We set off with everything ready to go and reach the trench after about an hour. I expect there to be some sign. Like a buoy or wooden post sticking out of the water reading 'You have now reached the oceans deepest point.' perhaps even a visitor’s centre where I could get a Ridge Burger and a Bottomless Coke... but there is nothing. Nothing but ocean as far as the eye can see. The only reason we even know we are in the right place is the Sat Nav. Neil gives the order to drop the line and reports our progress on the radio. It will take three hours for the tree to get to the bottom. Bare in mind we are talking about a rocket shaped piece of lead, falling through water with little or no resistance and it's still going to take three hours, It's a long, long way. During this time we take turns, lubricating the bearings on the reel with refined coconut oil and topping up the cooling system with water. Neil switches on the high compression freezer compartment which is where the catch will be stored. I keep an eye on the sea around us, just in case it does anything funny.

Now we wait. The lure will be down there for two hours and then take a further nine hours to come back up. I read my book. I write some notes on my laptop. All of us catch up on some sleep, yesterday was a long day and today will be even longer. By my calculations we will not get back to Alamagan until at least Midnight. Neil tells me my calculations are wrong. We will not be going back to Alamagan at all. Once the catch is on board it's a race against time to get back home. The longer they are stored, the more likely they are to lose integrity and will therefore become harder to correctly identify. As soon as the tree is up, he says, I'll gput my foot down and you and the lads will sort the catch on the fly.'

I wake up at seven. It's still very light. The others are up already. A meal has been made. But before we eat, Neil asks me if I fancy a dip. This seems crazy. 'What's the matter,' he says, 'Afraid to get out of your depth?' This is once in a lifetime stuff. This is an offer I cannot refuse.

'Lets go for it'

Neil dives in first followed by one of the crew. The next in is me. It's impossibly cold. I am just about able to gasp a few breaths and swim around. I can feel the depth beneath me. The theme to Jaw's won't stop playing in my head... I can feel the life down there - nasty spikey life, rising up at 1000 miles an hour to bite my toes off. Something grabs my foot I panic and make for the boat like a man possessed. It's Neil goofing around. 'If you’re scared now, Wait till we get the tree up.' he says. 'Then you'll see what we've really been swimming over' I start to wonder if anything can match my imagination for horror.
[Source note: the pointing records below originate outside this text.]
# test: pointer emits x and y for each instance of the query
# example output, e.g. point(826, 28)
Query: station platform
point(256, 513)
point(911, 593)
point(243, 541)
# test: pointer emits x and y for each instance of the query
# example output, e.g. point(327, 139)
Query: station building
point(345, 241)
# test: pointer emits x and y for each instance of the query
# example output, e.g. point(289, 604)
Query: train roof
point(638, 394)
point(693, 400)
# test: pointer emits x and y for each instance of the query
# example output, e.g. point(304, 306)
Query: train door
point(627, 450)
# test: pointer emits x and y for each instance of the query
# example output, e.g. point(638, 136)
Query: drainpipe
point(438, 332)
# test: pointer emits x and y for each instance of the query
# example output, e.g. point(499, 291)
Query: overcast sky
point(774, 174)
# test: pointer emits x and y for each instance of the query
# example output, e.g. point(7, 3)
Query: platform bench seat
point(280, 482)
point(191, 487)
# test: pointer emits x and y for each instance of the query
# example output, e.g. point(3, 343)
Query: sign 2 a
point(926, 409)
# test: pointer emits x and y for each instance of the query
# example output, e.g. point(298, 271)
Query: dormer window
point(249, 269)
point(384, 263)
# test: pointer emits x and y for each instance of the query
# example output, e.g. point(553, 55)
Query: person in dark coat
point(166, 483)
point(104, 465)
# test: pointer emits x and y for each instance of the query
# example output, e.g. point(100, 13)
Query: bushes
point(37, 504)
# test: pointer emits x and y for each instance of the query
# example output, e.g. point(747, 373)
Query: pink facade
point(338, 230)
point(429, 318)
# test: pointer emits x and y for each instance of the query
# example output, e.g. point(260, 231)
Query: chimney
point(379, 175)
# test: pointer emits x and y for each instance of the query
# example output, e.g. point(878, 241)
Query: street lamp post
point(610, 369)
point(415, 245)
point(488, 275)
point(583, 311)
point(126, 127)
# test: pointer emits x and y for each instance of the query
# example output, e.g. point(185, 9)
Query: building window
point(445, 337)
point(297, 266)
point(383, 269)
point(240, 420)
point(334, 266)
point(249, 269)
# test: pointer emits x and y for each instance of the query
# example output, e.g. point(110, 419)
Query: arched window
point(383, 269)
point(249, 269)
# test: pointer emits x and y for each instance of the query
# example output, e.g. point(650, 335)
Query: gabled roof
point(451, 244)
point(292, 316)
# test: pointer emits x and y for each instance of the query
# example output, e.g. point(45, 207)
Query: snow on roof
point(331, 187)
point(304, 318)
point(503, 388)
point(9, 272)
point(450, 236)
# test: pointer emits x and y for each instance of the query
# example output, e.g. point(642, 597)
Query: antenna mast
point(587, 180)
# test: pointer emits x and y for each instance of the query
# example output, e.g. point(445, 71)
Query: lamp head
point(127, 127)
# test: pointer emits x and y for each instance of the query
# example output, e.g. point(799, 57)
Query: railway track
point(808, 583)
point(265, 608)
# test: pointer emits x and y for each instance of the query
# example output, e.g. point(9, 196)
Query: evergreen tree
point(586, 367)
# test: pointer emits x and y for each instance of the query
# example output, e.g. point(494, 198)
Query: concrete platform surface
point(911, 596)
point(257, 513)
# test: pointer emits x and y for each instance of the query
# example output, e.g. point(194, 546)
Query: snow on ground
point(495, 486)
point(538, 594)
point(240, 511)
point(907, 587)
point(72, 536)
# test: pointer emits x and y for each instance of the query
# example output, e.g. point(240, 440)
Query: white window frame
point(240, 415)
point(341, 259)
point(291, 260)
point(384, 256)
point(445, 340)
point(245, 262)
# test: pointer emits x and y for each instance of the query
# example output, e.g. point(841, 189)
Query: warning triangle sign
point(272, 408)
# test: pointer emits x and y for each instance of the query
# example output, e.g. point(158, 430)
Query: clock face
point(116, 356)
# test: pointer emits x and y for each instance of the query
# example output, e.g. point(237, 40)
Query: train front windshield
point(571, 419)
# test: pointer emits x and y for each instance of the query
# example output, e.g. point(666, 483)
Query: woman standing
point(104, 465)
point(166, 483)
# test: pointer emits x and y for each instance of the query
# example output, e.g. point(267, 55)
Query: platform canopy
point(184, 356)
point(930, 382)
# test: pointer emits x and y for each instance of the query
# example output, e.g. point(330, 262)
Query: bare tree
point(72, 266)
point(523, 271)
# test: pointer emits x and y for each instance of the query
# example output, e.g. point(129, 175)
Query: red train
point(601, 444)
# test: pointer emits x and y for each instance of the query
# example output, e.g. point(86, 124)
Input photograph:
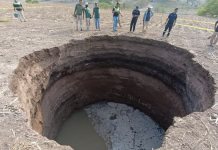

We get out of the water. Once I am dry, as a reaction to the cold my whole body starts glowing like a furnace, it is an amazing feeling. It's like how those adverts from ReadyBrek, pretend ReadyBrek will make you feel, the lying bastards. More than anything else I feel great because I am still alive.

The meal, seafood chowder, tastes amazing. We are all laughing and joking when an alarm starts going off. I panic inside, I’m half sure it means a sea-pit or a freak wave is coming but apparently this is just the signal that the tree is up. It's merely a wake-up call. It's time to stop goofing off and get busy again.

We all get the tree on board; four of the cages are shut and three of the bags are full. There is even something that looks for all the world like an aquarium goldfish on one of the hooks. I mean exactly like a goldfish. It's the very last thing I was expecting, and shocked for a moment I just stare at it, look into its little black eyes. I go to touch it, when one of the crew stops me. 'Gloves' he says. 'I know it looks like a tiddler, but you never know’ Neil gets us underway and very carefully, in the ships lights we get the bags, cages and fish into the compression freezer. Some of the cages have what look like tentacles sticking out of them. One even has a bone-white stick with a blob on the end. A blob that glows on and off in a series short bursts. There’s something weird about it, like there is a sequence there, something it is trying to say. One, Three, Five Seven… The crew seem unimpressed and pop the creature into the fridge with the others. The weather takes a turn for the drizzly and I am glad of my drysuit. Neil sits in a chair in front of the throttle with three cans of Red Bull and a little plastic tub of chewing gum. I tell him about the prime numbers but he seems more interested in the goldfish, he hasn't seen anything like that before, thinks I might be making it up. 'Screw the stupid goldfish,' I say, 'What about the numbers?'
He looks me in the eye, 'Since when did you learn to talk to fish?'

We come into the Bristol Channel at around 8pm. We've been gone for three days, but it feels like a month. Back at the docks I give back my woollies and my drysuit. Neil reiterates that ‘flasher's’ are pretty common; he says he'll let me know about the goldfish. I feel kind of shell-shocked as I get back into my little silver Peugeot. It's not just the lack of sleep. The past few days have been a brave new world, new people, and new creatures.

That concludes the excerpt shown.